Milk Churns.

Bill Brox

Member
Hi,

Does anyone here in the US still use milk churns they have to haul behind their tractor from their farm to a dairy or to the road to be picked up ?


Bill
 
Sounds like milk cans, and I believe those were discontinued many years ago. Milk companies stopped picking them up, I believe, in the 1950's, as they were unsanitary to say the least. The old hand-milking done in the barn yard, into pails, then cooling the milk off in the stock tank beside the windmill, then hauling the cans to the highway after they were cooled, stopped mid-1950's.
 
Back in '70 we were the last folks to use cans at the local dairy.
Fast forward 35 years and they were using them again at Amish places. Kinda weird to see a can truck on the road.
I do believe they are trying to phase out the cans again though...
 
We were still shipping milk in cans in the 70's. At that time it was based on if someone was willing to haul cans. I am not sure if cans are still used by the Amish here in Wisconsin, but if they are it would be grade B milk and I recently read that Wisconsin had about 400 farmers producing grade B milk and they were required to start producing Grade A milk or get out of producing milk.
 
There's an Amish cheese plant just north of me,near Lakeview Michigan that still takes cans. I hauled cans in to Carnation in Sheridan Michigan until July of 1975 when the plant closed.
 
We used to ship cans till about 1975. Changed when we put the parlor in and went to bulk. We had a can cooler for 14 cans with water and an ice bank. When we had to have more than that we did the bulk tank and never looked back. Dad still has all the old cans in the attic with newspaper in them to keep them dry.
 
I had milk cans until 1979 and hauled my own milk and neighbors milk to dairy 10 miles away, then went bulk.

Pete
 
I went through a small valley near the Utah-Wyoming border about 15 years ago which still had Grade B dairies. I think one of the towns was Afton, IIRC. There was an unusual concentration of older Allis Chalmers tractors, and sure enough, the next town I went through had a boarded-up AC dealership, and no other tractor dealer in the area.
 
(quoted from post at 23:14:25 08/27/17) do you mean milk cans?

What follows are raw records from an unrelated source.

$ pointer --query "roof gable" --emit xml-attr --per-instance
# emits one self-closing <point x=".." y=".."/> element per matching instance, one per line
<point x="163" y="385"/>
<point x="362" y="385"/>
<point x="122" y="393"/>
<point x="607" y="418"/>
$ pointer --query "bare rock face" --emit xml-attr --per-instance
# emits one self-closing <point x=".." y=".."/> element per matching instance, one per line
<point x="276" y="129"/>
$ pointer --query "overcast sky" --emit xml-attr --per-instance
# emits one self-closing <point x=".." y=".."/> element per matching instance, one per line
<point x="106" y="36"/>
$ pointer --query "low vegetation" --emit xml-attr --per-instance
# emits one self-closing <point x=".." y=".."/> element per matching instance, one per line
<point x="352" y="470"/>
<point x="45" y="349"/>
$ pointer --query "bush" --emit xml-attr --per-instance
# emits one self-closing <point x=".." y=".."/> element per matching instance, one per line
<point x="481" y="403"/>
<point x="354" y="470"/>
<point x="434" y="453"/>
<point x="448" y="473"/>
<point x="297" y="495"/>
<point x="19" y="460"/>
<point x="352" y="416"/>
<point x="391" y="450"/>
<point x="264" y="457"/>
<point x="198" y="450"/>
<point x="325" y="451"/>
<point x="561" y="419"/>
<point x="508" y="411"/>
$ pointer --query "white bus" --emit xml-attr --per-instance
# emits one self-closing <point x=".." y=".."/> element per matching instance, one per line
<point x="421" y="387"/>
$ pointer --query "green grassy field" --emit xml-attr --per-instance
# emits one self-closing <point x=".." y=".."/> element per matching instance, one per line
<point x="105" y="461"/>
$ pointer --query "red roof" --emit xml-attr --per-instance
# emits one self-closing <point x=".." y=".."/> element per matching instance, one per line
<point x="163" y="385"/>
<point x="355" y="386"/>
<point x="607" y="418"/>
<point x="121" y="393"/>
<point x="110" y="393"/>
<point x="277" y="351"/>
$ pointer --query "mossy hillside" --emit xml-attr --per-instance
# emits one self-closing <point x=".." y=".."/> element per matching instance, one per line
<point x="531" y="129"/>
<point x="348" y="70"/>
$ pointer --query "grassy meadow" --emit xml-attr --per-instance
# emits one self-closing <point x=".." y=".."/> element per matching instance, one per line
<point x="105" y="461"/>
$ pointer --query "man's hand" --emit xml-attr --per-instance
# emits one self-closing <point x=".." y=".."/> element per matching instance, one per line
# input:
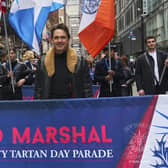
<point x="21" y="82"/>
<point x="141" y="92"/>
<point x="10" y="74"/>
<point x="110" y="75"/>
<point x="166" y="62"/>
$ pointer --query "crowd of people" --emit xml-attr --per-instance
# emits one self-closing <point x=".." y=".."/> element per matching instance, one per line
<point x="63" y="74"/>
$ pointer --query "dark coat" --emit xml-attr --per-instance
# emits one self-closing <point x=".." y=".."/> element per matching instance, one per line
<point x="144" y="74"/>
<point x="101" y="70"/>
<point x="20" y="71"/>
<point x="5" y="83"/>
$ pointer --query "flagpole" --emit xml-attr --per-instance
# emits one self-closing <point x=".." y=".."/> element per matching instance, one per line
<point x="111" y="81"/>
<point x="7" y="46"/>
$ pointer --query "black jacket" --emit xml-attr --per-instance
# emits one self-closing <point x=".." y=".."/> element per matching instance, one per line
<point x="144" y="74"/>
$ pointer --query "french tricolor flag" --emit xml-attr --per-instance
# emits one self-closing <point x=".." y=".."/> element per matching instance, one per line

I am sorry about the milk churns. You see, I am from Norway, and I am a member of an English Ferguson tractor club and we talked about it there. And a fellow who knows I now live in California asked if the milk churns were still used here. So, I thought I better ask. :D

In England they call them milk churns, and I did not think more of it. In Norway they are called "melkespann", and you call them milk cans. Language can sometimes be a little tricky.

So, fair is fair, since you guys here have told me about how it is in the US, in England as we talked about they seems to be long gone. In addition the people there say they were not owned by the farmers, but the dairy owned them.

And, for me who is from Norway, I remember we had two cows in the mid 1960ties, and year or two later only one before my parents quit with the cows and we only had sheeps after that. I remember we had the milk cans then, but we had only small ones. Probably only 10 liter cans (2.5 gallons or so), or maybe they could be 20 liter.
And, when I was in the truck with my dad we always saw these small "huts" along the road, a platform raised up to the same height as the truck bed, and with 3 walls on and a roof. All the farms had them, and brought the milk there with the tractor. Then the truck from the dairy came and picked it up. But, at some point during the 1970ties this changed and the milk trucks had now become a tank truck.

The reason for my question in the English club forum was that Ferguson had a link transport box that was more or less made for 6 milk cans to fit on the lower link arms on the Grey Ferguson tractor and people used that box to haul the milk cans to this platform. I assume you guys also had those platforms. I have seen it in farm movies in England too, so it must have been a common thing.

Thank you everyone who responded to my question.